Administration of an Estate or Trust through the probate process can be a challenge. The administrator has been legally authorized to pay off debts, close accounts, and distribute property to heirs after someone has died. The exact responsibilities of the Estate Administrator are usually specified within a deceased person’s Estate Plan otherwise governed by state law.
What is an Estate Administrator?
The Administrator of an Estate is the person in charge of managing the Estate through the probate process. In a successful Estate Plan, a last will and testament names the estate planner. Usually, this is the responsibility of the surviving spouse or the closest relative.
An Administrator of Estate is often compensated for their duties because managing an estate through the probate process is a time-consuming process. Often the deceased leaves money or other assets to the Administrator within their will.
If someone dies without a Will or Estate Plan the Administrator will be appointed by the local court and will manage the estate through probate process according to the laws of the state. The appointed Estate Administrator is usually compensated with a percentage of the Estate. This decision is left up to the local court and subject to the laws of the state.
What does an Estate Administrator do?
The role of the Estate Administrator may be very different depending on the size of the state and the instructions outlined in an Estate Plan.
An Estate Administrator can expect to perform the following duties:
- Gather the belongings, assets, and financial records of the deceased
- Create a financial summary which includes outstanding debts or bills
- Submit a complete inventory of assets and debts to the local court
- Issue notices to Debtors and Creditors
- Request life insurance policies on behalf of the Estate
- Settle any debts owed by the deceased
- Collect monies owed to the deceased
- File state and federal tax returns for the Estate
- Communicate with heirs and beneficiaries
- Distribute assets and property
The Administrator of the Estate should not be confused with Executor. Although both roles have similar roles and responsibilities, there are some differences. An Executor is a person named in the Last Will and Testament who has been chosen to act according to the wishes of the deceased. Instructions for the Executor are found with a successful Estate Plan.

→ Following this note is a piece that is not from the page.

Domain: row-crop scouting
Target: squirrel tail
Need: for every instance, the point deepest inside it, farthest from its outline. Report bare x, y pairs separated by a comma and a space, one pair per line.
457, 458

If someone dies without a will the Administrator of Estate is appointed by the court and acts according to the laws of the state.
Both the Executor and the Administrator of Estate report to the probate court. Executors normally have more power when handling the assets of an Estate because they have been designated by the deceased and named in a Last Will and Testament.
If you want to direct how your money and estate are distributed after your death it is important that your wishes are noted in your Last Will and Testament. If you fail to designate an Executor in your will decisions about your money and estate will be left up to the local court. This means important decisions about your assets will made by a court appointed Administrator of Estate and be distributed according to laws of the state.
A successful Estate Plan includes an up-to-date Last Will and Testament which designates the person you have selected to ensure your assets are distributed according to your wishes. Your Estate plan ensures that your assets are not left in the hands of a court appointed Estate Administrator who acts on behalf of the State following the guidelines of the State without consideration for your wishes.